Katusha, Vacansoleil ou Astana…
Autre point d’interrogation concernant l’avenir du russe, sa future équipe. En fin de contrat avec l’équipe néerlandaise Rabobank qu’il a rejoint en 2005, et annoncé partant, il est courtisé par plusieurs formations. Au premier rang desquelles, Katusha. Bien que Joaquin Rodriguez ait donné entière satisfaction cette saison, l’équipe russe a vocation à attirer les meilleurs coureurs russes du peloton, et souhaite briller sur le Tour de France avec un des siens.
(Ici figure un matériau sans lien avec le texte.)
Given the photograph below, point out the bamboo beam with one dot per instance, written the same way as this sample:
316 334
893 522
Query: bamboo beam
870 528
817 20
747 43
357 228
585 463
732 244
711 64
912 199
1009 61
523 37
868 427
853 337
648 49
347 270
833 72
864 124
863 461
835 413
Vladimir Karpets ayant une nouvelle fois déçu, Denis Menchov est la priorité annoncée du recrutement. Autre piste sérieuse, l’équipe néerlandaise Vacansoleil, déçue d’avoir été recalée de cette édition 2010, ferait le forcing pour engager un leader de poids. Pouvoir compter sur le dernier troisième du Tour en plus des frères Feillu serait un argument fort pour assurer une invitation en 2011. Enfin, en cas de départ d’Alberto Contador de chez Astana, le Russe est annoncé comme l’une des possibilités pour le remplacer.
Dans tous les cas, Denis Menchov aura certainement à l’esprit que le choix de son équipe pour l’an prochain sera déterminant : on annonce le retour d’un contre-la-montre par équipe l’an prochain sur les routes du Tour. Et si cette épreuve n’a jamais fait gagner le Tour, elle l’a fait perdre à plus d’un prétendant.
Photo : @pemisera – flickr






#1 
Bonjour, je tiens à souligner quelques inexactitudes sur le début de votre article où il est fait mention des coureurs ayant déjà remporté un grand Tour. Seuls Armstrong et Contador sont cités. Or, il ne faut pas oublier es vainqueurs du Giro que sont Damiano Cunego (2004) et Ivan Basso ( 2006, 2010 ! ) et également Alexandre Vinokourov, lauréat de la Vuelta en 2006.
Bonsoir,
Nous n’avons pas oublié Cunego, Basso et Vino. Relisez bien la phrase : « seuls Alberto Contador et Lance Armstrong en avaient remportés plus à la veille du départ ». En effet, Contador en avait 4 et Armstrong 7 au compteur. Menchov 3. Pour les trois que vous citez, c’est moins que ça.
Merci pour votre précision néanmoins, toujours utile !
Mea culpa. Désolé. J’apprécie votre site.